The path also offers uninterrupted views of the port. With 16 million travellers using it every year it is the busiest passenger port in Europe. Massive boats are constantly manoeuvring in and out of the docks and you can see several at any one time in the docks or crossing the Channel. In the port itself there is constant activity with boats docking and cars and lorries loading and unloading. For any transport geek (like myself) it is a great show to watch.

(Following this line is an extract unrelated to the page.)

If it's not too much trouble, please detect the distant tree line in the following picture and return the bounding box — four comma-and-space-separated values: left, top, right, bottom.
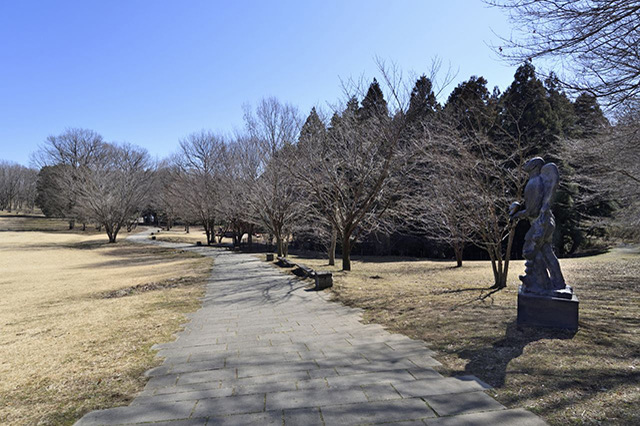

Our last stop that day was the Samphire Hoe just outside Dover. This slightly bizarre place is a country park created by using 4.9 million cubic metres of chalk marl from the Channel Tunnel excavations. It is accessible from the A20 via a single-track tunnel controlled by the traffic lights. We actually went there just because it looked weird on the Ordnance Survey map. The 30 hectares that make up the park were totally reclaimed from the sea. The first job to be completed was the building of walls in the sea to create an artificial lagoon at the base of the cliffs which was then filled with the rock spoil. That gave the site its artificial shape on the map which caught our attention. There is a walking trail offering great views on the towering Shakespeare Cliff and the park serves as a wildlife area. In the late afternoon our car was the only one in the car park and the whole place had a bit of a ghostly feel. I simply love such unusual sites.
In general we had a great day out. Medieval castle, underground tunnels, Roman lighthouse, towering cliffs, bustling port and a glimpse of France, all less than two hours from London. Dover is definitely worth a visit.